A Diusmel, Isabel y Johannes

 

   Ovillo

que se desliza

   sin prisa.

   Husillo

   de loco brillo.

Qué complicada

   hilada.

Desde la dura

   costura

edificada.

Se desenreda

   su paso

corriendo al raso

como moneda.

   O queda

ensimismada

de la puntada.

   O afinca

su hebra, y brinca

acelerada.

   Ya viene.

   Ya pasa.

   Enlaza.

   Retiene.

Quién le sostiene

   la brida?

Indetenida.

   Su plena

   faena

cumple enseguida.

Es un vapor

firme y disperso.

   Diverso

   fulgor

   de amor.

   Mutismo

que de lo mismo

saca lo vario.

Lo necesario

del paroxismo.

   Recodo

   y meta.

   Sujeta

   a todo.

   Es modo

   de hacer,

   de ver,

   de amar...

   Hilar

   del ser!

Cuánto cavila

    su hebra.

    Vertebra

    y ahíla

    la fila

    de trinos.

Ah peregrinos,

    corred.

    Qué sed

en los caminos.

Sí, caballistas,

    marchad.

    Saltad,

equilibristas.

    Arpistas,

    es hora.

La Cosedora

    de Mundo

en lo profundo

cose la aurora.

Censuradores,

a censurar.

A perdonar,

perdonadores.

    Cantores,

abrid el manto.

    Al canto,

    con una

    de luna

y otra de amianto.

Aciclonada

    y terca

    se acerca

ya la puntada.

    En cada

    avance

    el lance

    del hilo.

    Un filo

de largo alcance.

Vigila al dedo

    y al ojo.

Hacia el manojo,

   sin miedo.

    Al ruedo

    avanza,

    y lanza

    (atina!)

la aguja fina

de la Esperanza.

Abrojos y Rimas: Roberto Manzano

Roberto Manzano (Ciego de Ávila, 1940)
Poeta y ensayista.

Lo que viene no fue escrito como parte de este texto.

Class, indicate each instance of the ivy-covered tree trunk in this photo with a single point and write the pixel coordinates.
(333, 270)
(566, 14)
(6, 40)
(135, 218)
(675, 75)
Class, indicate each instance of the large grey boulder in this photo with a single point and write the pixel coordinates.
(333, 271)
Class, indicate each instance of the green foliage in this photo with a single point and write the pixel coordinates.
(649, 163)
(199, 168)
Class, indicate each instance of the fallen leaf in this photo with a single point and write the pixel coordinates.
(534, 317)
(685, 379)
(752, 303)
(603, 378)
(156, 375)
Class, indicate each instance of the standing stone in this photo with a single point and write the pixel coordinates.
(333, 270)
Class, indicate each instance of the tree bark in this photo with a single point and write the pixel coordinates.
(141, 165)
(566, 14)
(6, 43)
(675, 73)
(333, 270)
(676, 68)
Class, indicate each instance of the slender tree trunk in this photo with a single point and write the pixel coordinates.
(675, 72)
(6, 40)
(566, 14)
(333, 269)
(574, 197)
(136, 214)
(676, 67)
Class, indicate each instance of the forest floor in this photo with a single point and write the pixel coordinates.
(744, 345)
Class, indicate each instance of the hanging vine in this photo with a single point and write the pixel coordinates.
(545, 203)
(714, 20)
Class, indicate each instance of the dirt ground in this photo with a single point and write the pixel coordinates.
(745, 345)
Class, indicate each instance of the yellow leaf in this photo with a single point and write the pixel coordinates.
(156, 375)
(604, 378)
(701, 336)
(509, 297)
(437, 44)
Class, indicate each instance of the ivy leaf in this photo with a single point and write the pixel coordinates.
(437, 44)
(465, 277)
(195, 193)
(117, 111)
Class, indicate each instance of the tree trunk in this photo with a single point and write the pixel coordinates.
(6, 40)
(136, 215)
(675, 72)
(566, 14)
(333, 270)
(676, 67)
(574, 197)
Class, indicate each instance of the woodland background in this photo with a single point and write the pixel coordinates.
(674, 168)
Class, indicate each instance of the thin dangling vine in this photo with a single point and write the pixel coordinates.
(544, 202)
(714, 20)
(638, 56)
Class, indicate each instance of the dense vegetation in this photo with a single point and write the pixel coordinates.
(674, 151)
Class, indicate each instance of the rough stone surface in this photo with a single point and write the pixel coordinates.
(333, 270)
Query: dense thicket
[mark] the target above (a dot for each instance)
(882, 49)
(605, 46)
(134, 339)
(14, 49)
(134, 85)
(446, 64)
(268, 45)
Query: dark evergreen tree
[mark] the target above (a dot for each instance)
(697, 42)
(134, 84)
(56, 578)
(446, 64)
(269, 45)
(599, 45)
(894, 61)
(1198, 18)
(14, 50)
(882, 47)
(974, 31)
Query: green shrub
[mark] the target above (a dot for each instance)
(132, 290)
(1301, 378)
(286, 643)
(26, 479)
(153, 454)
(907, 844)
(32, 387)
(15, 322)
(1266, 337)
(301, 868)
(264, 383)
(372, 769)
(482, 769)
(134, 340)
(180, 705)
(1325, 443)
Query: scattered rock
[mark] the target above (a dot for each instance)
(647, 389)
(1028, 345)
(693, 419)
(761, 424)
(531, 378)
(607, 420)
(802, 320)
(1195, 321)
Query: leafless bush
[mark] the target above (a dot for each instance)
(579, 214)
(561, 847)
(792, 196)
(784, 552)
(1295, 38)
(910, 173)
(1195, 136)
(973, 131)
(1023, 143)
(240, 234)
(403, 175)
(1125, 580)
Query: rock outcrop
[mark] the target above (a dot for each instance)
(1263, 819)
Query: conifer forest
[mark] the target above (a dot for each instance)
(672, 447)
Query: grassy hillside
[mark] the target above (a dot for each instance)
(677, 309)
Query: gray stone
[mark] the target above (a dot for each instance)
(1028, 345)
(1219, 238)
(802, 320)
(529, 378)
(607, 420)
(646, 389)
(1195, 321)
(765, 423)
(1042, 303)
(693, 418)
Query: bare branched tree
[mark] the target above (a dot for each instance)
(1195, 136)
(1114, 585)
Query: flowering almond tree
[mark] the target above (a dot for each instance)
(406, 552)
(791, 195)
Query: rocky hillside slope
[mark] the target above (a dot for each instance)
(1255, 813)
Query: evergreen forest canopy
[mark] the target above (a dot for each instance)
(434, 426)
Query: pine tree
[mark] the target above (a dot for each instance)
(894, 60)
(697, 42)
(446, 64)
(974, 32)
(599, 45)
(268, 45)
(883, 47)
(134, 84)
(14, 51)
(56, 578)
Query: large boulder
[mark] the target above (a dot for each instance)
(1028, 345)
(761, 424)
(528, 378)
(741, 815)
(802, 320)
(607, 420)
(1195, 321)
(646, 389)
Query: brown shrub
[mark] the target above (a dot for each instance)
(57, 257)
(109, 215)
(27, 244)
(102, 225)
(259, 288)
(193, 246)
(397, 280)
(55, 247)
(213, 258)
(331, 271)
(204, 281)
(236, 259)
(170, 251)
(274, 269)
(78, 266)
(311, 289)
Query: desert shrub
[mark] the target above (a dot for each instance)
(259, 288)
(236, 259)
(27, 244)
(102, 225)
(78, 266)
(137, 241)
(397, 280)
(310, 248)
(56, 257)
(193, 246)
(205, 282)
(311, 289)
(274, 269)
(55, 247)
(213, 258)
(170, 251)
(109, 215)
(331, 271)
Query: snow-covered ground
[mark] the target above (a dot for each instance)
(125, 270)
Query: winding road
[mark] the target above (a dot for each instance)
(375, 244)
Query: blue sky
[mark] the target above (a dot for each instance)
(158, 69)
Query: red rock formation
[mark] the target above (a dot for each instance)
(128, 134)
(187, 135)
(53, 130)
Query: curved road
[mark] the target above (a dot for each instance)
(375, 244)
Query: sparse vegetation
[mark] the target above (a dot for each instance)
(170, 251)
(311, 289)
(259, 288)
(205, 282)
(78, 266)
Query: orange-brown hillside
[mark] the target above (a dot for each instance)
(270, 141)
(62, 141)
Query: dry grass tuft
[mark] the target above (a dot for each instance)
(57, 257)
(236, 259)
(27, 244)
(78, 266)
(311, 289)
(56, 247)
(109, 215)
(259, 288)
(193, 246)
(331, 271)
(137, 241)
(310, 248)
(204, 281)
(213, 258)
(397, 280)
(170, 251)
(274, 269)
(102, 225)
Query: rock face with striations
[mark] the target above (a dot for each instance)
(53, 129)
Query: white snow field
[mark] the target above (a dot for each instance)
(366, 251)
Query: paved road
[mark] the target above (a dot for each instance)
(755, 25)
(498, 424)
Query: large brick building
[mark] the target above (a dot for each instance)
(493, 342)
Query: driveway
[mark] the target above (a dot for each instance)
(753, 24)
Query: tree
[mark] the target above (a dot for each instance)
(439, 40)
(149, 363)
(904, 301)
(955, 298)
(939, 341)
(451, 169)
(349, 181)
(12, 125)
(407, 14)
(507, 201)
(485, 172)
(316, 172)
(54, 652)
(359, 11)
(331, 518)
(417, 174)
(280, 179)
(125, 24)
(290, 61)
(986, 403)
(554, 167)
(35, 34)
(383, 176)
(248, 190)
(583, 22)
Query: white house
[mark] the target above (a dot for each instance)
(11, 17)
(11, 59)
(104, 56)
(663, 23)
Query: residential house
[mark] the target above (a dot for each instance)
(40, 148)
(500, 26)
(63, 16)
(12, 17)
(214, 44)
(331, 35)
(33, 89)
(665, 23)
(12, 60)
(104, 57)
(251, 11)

Licenciado en Educación. Máster en Cultura Latinoamericana. Premio Nicolás Guillén de México en 2004 y Premio Nicolás Guillén de Cuba en 2005. Premio La Rosa Blanca de Literatura Infantil 2005. Premio Samuel Feijóo de Poesía y Naturaleza por la Obra de toda la Vida 2007. Medalla Felipe Poey 2007. Premio Silvestre de Balboa 2004. Premio Espejo de Paciencia 2016. Posee la Distinción por la Cultura Nacional. Ha recitado sus versos e impartido conferencias en Estados Unidos, Venezuela, México, China, Panamá, Argentina, Colombia, Paraguay. Ha publicado numerosos libros de poesía. Ha impartido cursos de formación poética en Cuba y en el exterior. Ha confeccionado diversos muestrarios de la poesía cubana. También ha ilustrado cuadernos de poesía y trabajado como editor en diferentes proyectos editoriales cubanos.